I Argued with a Creationist, Flat Earther Conspiracy Theorist - They Exist!
I couldn't believe it. This happened a few weeks ago at my "God on Trial" talk in Bournemouth at the Bournemouth Skeptics in the Pub. Half way through the talk, for some reason, evolution was challeneged. The whole talk almost got derailed as I took the bait and started to go to town on this chap standing at the back who denied evolution and used all the standard shitty arguments to deny a scientific truth, including denigrating science and its methodology.
During the break, this guy came up to me to ask me some questions. It just got worse; a whole lot worse. This guy bought it ALL. The whacko theories started with Young Earth Creationism. But that was the least of it. His arguments were off the scale. He forcefully argued for a flat earth. An actual flat earth. To defend this from ideas that we had been into space and seen that it was not, he also claimed we had never been into space; that it was all a conspiracy. In fact, everything was a conspiracy.
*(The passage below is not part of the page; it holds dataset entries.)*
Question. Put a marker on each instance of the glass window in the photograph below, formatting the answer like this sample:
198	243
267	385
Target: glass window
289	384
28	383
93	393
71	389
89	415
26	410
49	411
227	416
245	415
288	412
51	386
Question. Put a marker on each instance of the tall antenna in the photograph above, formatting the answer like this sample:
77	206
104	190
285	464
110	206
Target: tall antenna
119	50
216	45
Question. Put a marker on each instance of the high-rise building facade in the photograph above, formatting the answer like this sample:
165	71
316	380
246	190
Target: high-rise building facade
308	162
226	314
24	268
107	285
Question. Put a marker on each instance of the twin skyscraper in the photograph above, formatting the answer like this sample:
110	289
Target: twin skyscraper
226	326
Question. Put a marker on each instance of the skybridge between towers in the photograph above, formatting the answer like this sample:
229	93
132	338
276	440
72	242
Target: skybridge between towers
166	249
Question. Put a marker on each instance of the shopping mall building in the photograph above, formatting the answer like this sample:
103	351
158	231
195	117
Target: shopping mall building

The sheer probabilities required for all of his theories to be true are mindboggling. Pretty much everyone in the world would be lying in some way about something to everyone else. Because everything about our reality was apparently conspiracy.
And that included gravity.
The guy, so ordinary looking and seeming, was a Christian nutjob of the highest order. To listen to him defend notions of us living on a flat earth, and how he rationalised his claims was psychologically fascinating.
Indeed, skeptic psychologist Rob Brotherton, who has written a book based on his PhD into conspiracy theories and psychology, has researched such people. It turns out that once you buy into one whacko theory, there is a very strong probability that you will buy into many others. As the Sunday Times states concerning Brotherton's book, Suspicious Minds:
The psychological, rather than rational, force behind conspiracy theories explains why people who believe in one theory are more likely to believe in others. Austrian researchers devised a fake conspiracy theory that the energy drink Red Bull makes you want to have more of it and even “caused lab rats to grow rudimentary wings”. The same people who thought this plausible also consider 9/11 was an inside job, and so on. Even more strikingly, people who suspect that Osama bin Laden might have been dead long before American special forces got to him are also liable to maintain that he might still be alive. Brotherton dubs bin Laden “some kind of Schrödinger’s terrorist, alive and dead at the same time".